C’est pourquoi le gouvernement de François Fillon avait décidé de répondre à ces inquiétudes en élargissant le champ de l’immunité pénale. Ainsi, ne pouvait faire l’objet de poursuites pénales la personne physique ou morale dont l’acte reproché est, face à un danger actuel ou imminent, « nécessaire à la sauvegarde de la personne de l’étranger ». Cette définition permet de viser, au-delà des situations de dangers extrêmes ou les périls quasi-mortels, les situations de dénuement auxquelles remédient les associations à vocation humanitaire notamment.

Nous sommes donc aujourd’hui quelque peu dubitatifs sur l’utilité de la précision apportée en commission par M. le rapporteur, qui étend explicitement l’immunité pénale aux personnes apportant des soins médicaux aux étrangers en situation irrégulière. Cette situation nous paraît pourtant évidente.

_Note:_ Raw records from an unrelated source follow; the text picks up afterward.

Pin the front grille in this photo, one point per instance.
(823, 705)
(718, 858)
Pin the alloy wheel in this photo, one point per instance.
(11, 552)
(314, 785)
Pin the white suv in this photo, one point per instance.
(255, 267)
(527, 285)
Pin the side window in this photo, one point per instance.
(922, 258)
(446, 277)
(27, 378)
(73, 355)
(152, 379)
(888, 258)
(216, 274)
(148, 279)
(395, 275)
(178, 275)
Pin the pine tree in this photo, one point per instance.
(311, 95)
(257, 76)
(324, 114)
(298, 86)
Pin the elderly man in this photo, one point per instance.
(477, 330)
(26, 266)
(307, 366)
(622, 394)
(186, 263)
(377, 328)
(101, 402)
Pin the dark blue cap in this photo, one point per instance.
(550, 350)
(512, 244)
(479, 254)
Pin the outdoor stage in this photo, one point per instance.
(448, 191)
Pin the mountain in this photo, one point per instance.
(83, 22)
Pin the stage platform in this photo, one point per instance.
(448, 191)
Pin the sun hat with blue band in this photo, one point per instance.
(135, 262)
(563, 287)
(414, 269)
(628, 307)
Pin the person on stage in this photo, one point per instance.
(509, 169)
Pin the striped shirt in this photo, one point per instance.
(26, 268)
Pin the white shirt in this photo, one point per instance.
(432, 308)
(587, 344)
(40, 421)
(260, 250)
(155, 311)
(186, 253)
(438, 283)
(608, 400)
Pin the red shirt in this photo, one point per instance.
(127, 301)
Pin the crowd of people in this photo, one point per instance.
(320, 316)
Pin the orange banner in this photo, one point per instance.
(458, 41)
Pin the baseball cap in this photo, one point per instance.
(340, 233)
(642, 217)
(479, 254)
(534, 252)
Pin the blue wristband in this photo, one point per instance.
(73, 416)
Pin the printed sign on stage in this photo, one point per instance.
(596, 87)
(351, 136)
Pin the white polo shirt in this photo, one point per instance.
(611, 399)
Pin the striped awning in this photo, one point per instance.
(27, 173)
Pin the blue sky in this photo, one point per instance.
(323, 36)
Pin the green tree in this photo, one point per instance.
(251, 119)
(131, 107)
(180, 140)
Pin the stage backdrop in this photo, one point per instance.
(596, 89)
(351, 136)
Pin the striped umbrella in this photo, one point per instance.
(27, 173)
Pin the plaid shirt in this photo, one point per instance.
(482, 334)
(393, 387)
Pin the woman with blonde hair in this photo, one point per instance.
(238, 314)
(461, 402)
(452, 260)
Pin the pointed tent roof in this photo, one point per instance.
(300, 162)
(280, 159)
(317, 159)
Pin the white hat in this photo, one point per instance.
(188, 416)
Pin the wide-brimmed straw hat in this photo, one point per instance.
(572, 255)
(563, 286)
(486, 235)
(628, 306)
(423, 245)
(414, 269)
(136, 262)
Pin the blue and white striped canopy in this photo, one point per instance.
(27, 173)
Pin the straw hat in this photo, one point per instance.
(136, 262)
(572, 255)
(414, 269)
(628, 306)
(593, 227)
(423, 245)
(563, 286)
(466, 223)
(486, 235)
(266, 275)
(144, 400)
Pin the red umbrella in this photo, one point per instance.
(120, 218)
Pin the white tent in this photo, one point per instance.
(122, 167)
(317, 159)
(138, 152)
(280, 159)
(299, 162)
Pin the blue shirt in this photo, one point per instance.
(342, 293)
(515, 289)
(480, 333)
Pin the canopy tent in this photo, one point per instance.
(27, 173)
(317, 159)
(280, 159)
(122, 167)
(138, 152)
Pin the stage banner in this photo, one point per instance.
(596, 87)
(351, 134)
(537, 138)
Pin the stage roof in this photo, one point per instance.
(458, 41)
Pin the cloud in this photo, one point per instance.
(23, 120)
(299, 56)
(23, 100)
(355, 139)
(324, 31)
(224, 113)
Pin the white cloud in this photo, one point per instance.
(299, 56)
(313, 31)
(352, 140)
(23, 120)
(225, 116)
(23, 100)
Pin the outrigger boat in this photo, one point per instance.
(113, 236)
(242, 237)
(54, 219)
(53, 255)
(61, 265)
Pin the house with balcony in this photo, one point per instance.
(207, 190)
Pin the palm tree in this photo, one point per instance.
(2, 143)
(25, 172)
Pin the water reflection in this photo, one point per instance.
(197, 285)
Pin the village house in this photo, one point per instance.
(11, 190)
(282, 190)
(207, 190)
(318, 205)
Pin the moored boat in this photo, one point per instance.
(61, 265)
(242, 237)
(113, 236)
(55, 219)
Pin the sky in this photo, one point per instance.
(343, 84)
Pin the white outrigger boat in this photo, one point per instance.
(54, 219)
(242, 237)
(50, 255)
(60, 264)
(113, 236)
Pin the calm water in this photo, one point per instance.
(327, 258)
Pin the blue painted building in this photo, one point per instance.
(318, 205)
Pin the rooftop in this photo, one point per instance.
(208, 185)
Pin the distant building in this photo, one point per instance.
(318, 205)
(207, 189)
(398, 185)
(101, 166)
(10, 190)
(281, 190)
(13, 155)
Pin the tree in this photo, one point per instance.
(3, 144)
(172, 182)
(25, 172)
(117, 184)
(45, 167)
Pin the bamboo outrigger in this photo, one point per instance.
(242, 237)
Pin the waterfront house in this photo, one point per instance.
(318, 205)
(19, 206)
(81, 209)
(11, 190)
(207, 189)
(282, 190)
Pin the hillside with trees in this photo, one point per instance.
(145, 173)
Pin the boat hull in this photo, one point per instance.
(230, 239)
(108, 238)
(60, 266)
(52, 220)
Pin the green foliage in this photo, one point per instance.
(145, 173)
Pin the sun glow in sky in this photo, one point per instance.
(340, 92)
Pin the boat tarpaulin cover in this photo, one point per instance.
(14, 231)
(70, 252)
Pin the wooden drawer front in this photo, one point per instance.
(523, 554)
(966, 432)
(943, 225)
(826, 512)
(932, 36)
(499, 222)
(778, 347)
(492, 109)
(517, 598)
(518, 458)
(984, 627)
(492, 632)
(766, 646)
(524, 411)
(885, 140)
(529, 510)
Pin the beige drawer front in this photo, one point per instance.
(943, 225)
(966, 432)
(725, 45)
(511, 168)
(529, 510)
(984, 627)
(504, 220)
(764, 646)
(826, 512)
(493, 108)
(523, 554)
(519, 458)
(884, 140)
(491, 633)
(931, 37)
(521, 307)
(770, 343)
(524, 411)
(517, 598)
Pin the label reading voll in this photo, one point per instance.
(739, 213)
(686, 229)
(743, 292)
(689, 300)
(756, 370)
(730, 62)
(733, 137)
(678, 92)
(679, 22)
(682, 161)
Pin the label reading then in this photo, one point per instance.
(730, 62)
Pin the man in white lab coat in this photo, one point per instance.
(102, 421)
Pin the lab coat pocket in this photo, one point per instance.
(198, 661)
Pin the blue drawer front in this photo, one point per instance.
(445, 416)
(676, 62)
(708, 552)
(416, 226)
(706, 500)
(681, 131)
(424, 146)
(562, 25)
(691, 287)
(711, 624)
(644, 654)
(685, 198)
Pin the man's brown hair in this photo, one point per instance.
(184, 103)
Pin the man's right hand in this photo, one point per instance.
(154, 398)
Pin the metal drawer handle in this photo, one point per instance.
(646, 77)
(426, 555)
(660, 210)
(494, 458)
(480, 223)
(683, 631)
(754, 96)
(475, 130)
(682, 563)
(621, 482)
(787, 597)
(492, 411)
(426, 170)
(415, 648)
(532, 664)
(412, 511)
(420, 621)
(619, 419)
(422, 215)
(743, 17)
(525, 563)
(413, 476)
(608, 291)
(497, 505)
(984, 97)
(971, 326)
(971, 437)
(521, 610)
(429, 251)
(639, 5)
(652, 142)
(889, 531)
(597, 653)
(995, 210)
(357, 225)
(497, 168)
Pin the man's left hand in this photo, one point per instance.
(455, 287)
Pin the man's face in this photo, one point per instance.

Nous attendons que le Gouvernement et le rapporteur nous apportent des éclaircissements sur ces propositions, afin que nous puissions délibérer avec plus de précisions.

Je conclurai en rappelant tous les efforts que nous avons menés, depuis plus de cinq ans, en matière de lutte contre l’immigration irrégulière. Je souhaite que cette lutte puisse se poursuivre. En vous écoutant, monsieur le ministre, j’ai cru comprendre que ce serait le cas. Le groupe UMP votera naturellement ce texte. Nous veillerons toutefois aux décisions qui seront prises pendant les débats, et nous rappelons que nous sommes très attachés au principe de l’unité de temps de seize heures prévue par le texte initial du Gouvernement.